On the flip side, dips below the 1.1800 mark might now attract some buying near 50-day SMA, around the 1.1775 region. A subsequent fall could get extended towards the 1.1725-20 horizontal level, below which the pair could slide back towards challenging the 1.1610-1.1600 strong support. A convincing breakthrough will negate prospects for any near-term positive move and turn the pair vulnerable to accelerate the fall further towards the 1.1500 round-figure mark.
3) GBP/USD: Move Beyond 1.3160-70 Supply Zone To Set The Stage For Additional Gains
A combination of supporting factors assisted the GBP/USD pair to gain some strong positive traction on Thursday and rally over 220 pips from daily swing lows, around the 1.2930 region. The heightened US political uncertainty continued weighing heavily on the US dollar and helped limit the early slide. The markets have been betting that Democrat candidate Joe Biden will become the next US president, though the final result remains unclear and hangs on the vote count from few remaining battleground states. Apart from US politics, a strong risk-on rally in the US equity markets further dented the greenback’s relative safe-haven status.
On the other hand, the British pound got a strong lift after the Bank of England (BoE) refrained from cutting interest rates into negative territory and left it unchanged at 0.10%. The BoE also expanded its Asset Purchase Program by £150 billion to a total of £895 billion. The UK central bank further showed readiness to ramp up the stimulus again to combat the economic fallout from the second coronavirus-induced nationwide lockdown in the UK. Separately, the UK finance minister Sunak announced an extension of furlough scheme to the end of March. The pair easily surged past the 1.3100 mark and seemed rather unaffected by the FOMC decision.
The latest FOMC monetary policy decision failed to provide any respite to the USD bulls and turned out to be a non-event for the markets. Policymakers unanimously voted to leave the target federal funds rate range unchanged at 0.00-0.25% and continue expanding its balance sheet at the current pace. The decision was on expected lines as the US central bank preferred to stay on the sidelines in light of the November 2020 elections.

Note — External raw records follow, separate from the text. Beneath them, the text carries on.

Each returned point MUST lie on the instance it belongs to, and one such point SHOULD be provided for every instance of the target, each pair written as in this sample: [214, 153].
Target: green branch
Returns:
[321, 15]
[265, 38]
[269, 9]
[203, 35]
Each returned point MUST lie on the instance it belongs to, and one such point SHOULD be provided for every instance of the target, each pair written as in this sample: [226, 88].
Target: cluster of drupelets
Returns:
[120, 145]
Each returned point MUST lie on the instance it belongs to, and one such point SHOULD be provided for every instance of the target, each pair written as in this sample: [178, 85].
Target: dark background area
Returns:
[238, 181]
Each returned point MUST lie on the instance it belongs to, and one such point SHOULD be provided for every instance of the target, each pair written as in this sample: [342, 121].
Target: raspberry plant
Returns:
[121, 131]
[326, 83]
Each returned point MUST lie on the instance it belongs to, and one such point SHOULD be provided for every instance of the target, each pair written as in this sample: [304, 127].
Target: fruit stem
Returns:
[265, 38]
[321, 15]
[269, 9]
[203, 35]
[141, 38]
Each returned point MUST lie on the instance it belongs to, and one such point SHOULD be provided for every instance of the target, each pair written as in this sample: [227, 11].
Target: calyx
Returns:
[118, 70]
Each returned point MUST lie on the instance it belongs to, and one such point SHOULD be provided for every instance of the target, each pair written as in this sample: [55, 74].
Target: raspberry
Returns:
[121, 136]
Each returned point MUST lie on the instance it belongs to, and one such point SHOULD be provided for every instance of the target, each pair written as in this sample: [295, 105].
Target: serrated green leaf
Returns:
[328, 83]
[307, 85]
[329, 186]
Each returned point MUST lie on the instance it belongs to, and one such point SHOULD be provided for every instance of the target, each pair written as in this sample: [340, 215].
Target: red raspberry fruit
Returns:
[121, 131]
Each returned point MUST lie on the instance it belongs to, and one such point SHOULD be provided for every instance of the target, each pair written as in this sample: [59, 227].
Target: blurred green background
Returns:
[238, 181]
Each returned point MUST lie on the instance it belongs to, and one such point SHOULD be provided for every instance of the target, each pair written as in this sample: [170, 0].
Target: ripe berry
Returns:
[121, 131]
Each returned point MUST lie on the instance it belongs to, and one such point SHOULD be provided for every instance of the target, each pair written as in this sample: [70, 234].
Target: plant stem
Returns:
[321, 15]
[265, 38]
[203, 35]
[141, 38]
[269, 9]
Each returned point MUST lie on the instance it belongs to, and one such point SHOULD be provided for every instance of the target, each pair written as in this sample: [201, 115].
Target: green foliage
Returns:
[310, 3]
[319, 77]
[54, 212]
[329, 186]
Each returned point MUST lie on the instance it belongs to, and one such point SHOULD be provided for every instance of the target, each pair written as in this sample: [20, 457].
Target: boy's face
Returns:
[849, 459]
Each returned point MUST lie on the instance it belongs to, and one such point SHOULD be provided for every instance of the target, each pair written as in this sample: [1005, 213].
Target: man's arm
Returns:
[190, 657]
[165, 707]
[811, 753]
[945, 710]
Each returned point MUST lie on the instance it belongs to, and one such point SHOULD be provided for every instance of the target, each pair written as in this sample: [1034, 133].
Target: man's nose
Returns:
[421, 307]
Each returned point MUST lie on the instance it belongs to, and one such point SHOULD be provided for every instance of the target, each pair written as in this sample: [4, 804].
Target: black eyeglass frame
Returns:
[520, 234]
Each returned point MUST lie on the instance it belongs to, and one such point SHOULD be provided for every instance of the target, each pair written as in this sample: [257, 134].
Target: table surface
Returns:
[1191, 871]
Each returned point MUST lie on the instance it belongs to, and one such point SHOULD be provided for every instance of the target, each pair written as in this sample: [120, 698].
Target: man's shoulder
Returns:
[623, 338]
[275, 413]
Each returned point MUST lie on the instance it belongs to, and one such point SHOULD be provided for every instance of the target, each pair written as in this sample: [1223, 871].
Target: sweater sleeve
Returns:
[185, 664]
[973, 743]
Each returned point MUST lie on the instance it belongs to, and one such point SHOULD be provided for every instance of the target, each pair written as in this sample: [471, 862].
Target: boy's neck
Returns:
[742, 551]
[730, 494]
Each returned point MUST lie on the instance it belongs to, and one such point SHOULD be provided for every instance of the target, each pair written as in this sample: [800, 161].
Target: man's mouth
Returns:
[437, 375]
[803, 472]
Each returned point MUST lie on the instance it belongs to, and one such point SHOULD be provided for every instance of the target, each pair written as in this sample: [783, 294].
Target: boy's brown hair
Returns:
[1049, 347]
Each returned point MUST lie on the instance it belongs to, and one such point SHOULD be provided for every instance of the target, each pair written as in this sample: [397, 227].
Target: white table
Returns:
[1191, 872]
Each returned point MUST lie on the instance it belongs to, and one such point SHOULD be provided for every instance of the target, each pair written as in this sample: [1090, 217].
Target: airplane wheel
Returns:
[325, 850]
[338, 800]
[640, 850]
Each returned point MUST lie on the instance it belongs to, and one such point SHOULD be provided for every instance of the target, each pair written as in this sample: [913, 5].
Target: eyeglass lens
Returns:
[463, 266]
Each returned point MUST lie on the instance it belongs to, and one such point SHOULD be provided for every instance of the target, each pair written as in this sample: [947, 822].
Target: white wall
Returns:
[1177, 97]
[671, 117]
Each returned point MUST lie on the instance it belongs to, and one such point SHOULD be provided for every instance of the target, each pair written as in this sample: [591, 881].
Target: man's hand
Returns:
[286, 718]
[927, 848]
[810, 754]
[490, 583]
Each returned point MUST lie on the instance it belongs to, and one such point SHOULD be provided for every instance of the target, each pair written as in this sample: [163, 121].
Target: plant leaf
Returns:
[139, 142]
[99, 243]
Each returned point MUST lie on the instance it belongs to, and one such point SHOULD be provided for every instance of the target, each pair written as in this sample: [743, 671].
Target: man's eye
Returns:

With investors looking past Thursday’s key central bank events, a modest pullback in the US equity futures helped ease the USD bearish pressure on Friday. This, in turn, prompted some selling around the pair during the Asian session, though the downside remains limited. In the absence of any major market-moving economic releases from the UK, investors will take cues from Friday’s release of the closely-watched US monthly jobs report – popularly known as NFP. Apart from this, US political developments will play a key role in influencing the USD price dynamics and produce some meaningful trading opportunities on the last day of the week.
From a technical perspective, the strong positive momentum stalled just ahead of a resistance marked by the 61.8% Fibonacci level of the 1.3482-1.2676 downfall. With technical indicators on the daily chart holding in the bullish territory and still far from being in the overbought zone, a sustained move beyond the mentioned barrier will be seen as a fresh trigger for bullish traders. The pair might then aim to surpass the 1.3200 mark and head towards testing the 1.3275 horizontal resistance. The momentum could further get extended towards the 1.3300 round-figure mark before the pair eventually climbs to early September daily closing highs resistance near the 1.3380-85 region.
On the flip side, any subsequent dip below the 1.3100 mark now seems to find some support near the 1.3080 region (50% Fibo. level). Failure to defend the mentioned support might prompt some technical selling and accelerate the fall back towards the key 1.3000 psychological mark en-route the 1.2980 region, or 38.2% Fibo. level.